= Ecovention =

Ecovention was a term invented by Amy Lipton and Sue Spaid in 1999 to refer to an ecological art intervention in environmental degradation. The Ecovention movement in art is associated with land art, earthworks, and environmental art, and landscape architecture, but remains its own distinct category. Many ecoventions bear tendencies similar to public works projects such as sewage and waste-water treatment plants, public gardens, landfills, mines, and sustainable building projects.

The term 'Ecovention' appears by the composition of the terms 'ecology' and 'innovation' or 'intervention'. The intention was to concrete a kind of art that alludes to the interventions that artists were made in degraded natural territories, pretending to generate a public consciousness, showing the existence of solutions. The fact of restoring make the artists enter in a collaboration process with the nature in a social way. They help to generate a new paradigm teaching how art could help the society not only in a social or political criticism, but getting directly involved in the world. They are responsible for extending the various environmental principles and practices to the community.

Artists will focus on various aspects like: biological, cultural, political or historical. At the same time, different professionals work that are fundamental; architects, botanists, zoologists, engineers, ecologists... all based on the imaginative idea of an artist 4.
Activism, the re-evaluation of territories, the study of diversity and the recovery of spaces will be some of its main characteristics. To carry them out, they use new techniques in order to transform that local ecology in order to reestablish natural resources and stabilize environments. His works have as a common goal to motivate the viewer to visit these spaces generating awareness and in turn encourage more interventions.

Artists associated with ecovention include: Joseph Beuys, Mel Chin, Agnes Denes, Helen and Newton Harrison, Ocean Earth, Robert Smithson, Alan Sonfist, and Mierle Laderman Ukeles, among others.

==Exhibitions==
Ecovention is also the title of a 2002 exhibition at the Cincinnati Contemporary Arts Center in Ohio, and the title of exhibition catalog, joint published with the Greenmuseum. It was considered the definitive text on ecological art for several years and the only text available for teaching the topic at the college and University level.

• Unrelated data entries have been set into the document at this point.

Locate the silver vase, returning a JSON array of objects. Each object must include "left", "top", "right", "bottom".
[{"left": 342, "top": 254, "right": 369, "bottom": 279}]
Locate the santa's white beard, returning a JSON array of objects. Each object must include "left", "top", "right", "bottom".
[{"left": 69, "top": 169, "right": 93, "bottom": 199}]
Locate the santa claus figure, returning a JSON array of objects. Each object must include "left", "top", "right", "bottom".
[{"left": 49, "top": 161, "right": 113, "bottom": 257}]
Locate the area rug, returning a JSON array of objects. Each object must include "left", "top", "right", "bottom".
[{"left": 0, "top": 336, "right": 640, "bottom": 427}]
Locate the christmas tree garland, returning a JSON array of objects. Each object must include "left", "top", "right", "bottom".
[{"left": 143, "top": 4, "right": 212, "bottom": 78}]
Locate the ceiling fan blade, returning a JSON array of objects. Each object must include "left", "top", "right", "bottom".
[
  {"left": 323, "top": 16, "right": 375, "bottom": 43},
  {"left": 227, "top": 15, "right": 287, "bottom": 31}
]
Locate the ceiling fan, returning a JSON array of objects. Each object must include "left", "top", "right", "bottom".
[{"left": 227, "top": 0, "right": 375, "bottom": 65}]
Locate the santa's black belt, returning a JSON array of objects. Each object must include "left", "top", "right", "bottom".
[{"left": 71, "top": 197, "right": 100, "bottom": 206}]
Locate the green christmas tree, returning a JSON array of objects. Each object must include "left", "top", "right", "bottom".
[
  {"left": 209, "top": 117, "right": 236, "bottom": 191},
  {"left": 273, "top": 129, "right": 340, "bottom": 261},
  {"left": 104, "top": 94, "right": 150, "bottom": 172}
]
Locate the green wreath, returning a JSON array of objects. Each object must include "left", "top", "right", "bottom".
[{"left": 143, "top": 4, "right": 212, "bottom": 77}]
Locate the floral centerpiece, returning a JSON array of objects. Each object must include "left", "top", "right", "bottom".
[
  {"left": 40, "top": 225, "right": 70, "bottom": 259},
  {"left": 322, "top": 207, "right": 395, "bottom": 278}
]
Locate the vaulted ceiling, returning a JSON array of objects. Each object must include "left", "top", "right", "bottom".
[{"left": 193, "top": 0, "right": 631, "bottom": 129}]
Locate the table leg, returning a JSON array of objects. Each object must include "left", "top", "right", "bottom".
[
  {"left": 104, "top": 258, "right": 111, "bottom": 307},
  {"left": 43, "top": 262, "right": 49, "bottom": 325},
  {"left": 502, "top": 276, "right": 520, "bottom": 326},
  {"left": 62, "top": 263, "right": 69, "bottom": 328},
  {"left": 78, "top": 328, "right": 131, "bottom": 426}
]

Other major exhibitions apart from the CAC's "Ecovention" exhibition include: "Earth Art" (1969) at Cornell University, "Elements of Art: Earth, Air and Fire" (1971) at Boston's Museum of Fine Arts, "Earthworks: Land Reclamation as Sculpture" (1979) at the Seattle Art Museum, and "Fragile Ecologies" (1992) curated by Barbara Matilsky at the Queens Museum of Art.

There is a new exhibition, Ecovention Europe, planned to open in the Fall of 2017. The show is also curated by Sue Spaid, and will feature a new text furthering the conversation around what an "Ecovention" is. The show will be held at the Museum De Domijnen in Sittard, Netherlands.